First, I want to assure The Post's readers that the study of literature survives in American colleges and universities in recognizable form. It is fair to say that the canon of literary works and courses has remained steady for the past 50 years -- in fact, one might say for the past century, except for the gradual expansion of the curriculum to include the more modern periods. (A hundred years ago academics debated the advisability of teaching 19th-century writers.)

Reporting on the English major in American colleges and universities in 1985, the Association of Departments of English notes little change in departmental requirements in the past 20 years. The study of literature, organized historically, remains central: 90 percent of the departments require British literature (43 percent include a Shakespeare course), and almost 66 percent require American literature. As for the influence of critical theory, the report concludes that it is "far less pervasive than . . . the old New Criticism." Though there are new courses in women's studies, minority literature, literary theory and cultural approaches to literature, they are almost always on the "margins" of the curriculum, elective offerings only.

The MLA's Job Information List confirms these conclusions. The October 1987 issue advertised 295 positions in British and American literature and 55 in women's studies, black studies and Afro-American and ethnic literatures. (The breakdown for 1986 was 271 positions in traditional fields, and 34 in women's studies, black studies and Afro-American and ethnic literatures.) If, as Yardley asserts, college English teachers are chiefly interested in secure positions, then the "inventing" of "new subjects around which to construct their careers" is foolish indeed.

While the statistics should dispel any concern about the fates of Milton and Shakespeare and Faulkner, there are admittedly disagreements about the literary canon. But what does this mean? Although in recent years controversies about the canon have been especially vigorous, they do not differ significantly from earlier, similar arguments about whether to teach Robert Browning or American literature. Unfortunately, more of the same does not make a good headline. Can it be news that literary scholars and critics both within and outside the academy continue to differ, now as in the past, about which authors deserve formal study? Leaders in the field, moreover, consider these debates a sign of intellectual vitality. (Incidentally, it is the lively diversity of scholarly interests, not the need for financial security, that best explains the development of the newer fields of study.)

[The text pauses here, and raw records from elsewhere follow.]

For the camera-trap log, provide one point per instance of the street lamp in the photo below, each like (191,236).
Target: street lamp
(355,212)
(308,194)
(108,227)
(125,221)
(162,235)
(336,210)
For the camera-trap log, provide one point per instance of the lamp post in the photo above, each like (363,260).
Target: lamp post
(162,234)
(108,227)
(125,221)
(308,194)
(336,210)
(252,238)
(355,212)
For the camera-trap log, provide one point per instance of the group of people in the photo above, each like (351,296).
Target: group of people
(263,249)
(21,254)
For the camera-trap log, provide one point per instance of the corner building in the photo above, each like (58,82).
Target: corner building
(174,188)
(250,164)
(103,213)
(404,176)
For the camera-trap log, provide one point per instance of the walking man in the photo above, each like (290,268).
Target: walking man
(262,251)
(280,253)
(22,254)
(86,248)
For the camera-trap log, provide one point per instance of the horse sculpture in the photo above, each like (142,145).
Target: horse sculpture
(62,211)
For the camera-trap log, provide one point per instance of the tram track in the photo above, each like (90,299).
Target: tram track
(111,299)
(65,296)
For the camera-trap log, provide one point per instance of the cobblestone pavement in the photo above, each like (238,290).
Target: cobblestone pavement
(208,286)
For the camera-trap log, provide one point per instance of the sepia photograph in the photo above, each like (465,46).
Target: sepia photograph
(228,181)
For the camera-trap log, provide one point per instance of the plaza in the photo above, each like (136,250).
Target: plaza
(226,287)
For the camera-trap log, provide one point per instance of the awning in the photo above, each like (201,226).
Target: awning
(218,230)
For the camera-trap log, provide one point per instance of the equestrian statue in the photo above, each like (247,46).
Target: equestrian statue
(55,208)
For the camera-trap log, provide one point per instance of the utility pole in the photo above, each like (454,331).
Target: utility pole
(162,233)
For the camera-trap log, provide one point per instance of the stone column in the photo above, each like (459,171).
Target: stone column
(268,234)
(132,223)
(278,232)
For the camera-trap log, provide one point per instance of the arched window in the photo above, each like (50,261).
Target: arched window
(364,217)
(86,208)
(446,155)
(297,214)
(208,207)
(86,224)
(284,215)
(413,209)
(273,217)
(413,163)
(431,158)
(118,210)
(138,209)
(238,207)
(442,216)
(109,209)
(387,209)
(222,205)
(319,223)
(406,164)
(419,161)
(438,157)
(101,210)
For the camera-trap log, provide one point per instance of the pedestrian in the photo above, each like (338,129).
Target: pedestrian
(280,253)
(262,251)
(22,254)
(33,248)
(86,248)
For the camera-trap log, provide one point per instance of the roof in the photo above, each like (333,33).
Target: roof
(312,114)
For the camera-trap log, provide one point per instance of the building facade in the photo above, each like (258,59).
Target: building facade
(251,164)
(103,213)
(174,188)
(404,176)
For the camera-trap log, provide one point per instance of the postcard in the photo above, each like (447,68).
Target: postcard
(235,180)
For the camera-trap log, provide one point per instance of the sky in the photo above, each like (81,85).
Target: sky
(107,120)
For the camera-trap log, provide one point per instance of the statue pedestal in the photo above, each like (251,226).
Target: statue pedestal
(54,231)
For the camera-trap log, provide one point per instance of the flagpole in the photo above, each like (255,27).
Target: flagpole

The debates on the canon have been influential, but change seems to be occurring at a modest pace. At Yale University, for example, the graduate curriculum has changed little in the past 25 years, but in some courses a few new titles have been introduced and new kinds of questions are being asked. And it is important to say here that "new" does not necessarily mean unworthy: remember that Walt Whitman was once new.

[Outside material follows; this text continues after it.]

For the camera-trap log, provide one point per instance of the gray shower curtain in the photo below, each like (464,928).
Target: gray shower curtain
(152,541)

Finally, I write in defense of the Modern Language Association, which Yardley damns without explanation. The MLA is a century-old learned society whose 25,000 members are primarily college and university professors committed to the study and teaching of the modern languages and their literatures. The association publishes invaluable reference works for scholars and students, such as the annual MLA International Bibliography and the "Wing's Short-Title Catalogue of Books Printed in England, Scotland, Ireland, Wales and British America and of English Books Printed in Other Countries 1641-1700," as well as a range of other bibliographic and professional books. The MLA's annual convention brings together from 7,000 to 10,000 scholars, teachers and critics, who meet to share work in progress and debate various scholarly issues, including canon formation. For reasons that I cannot explore here, the association seems also to attract a particularly discouraging kind of anti-intellectual journalism. I expected better from Yardley. -- Phyllis Franklin The writer is executive director of the Modern Language Association of America.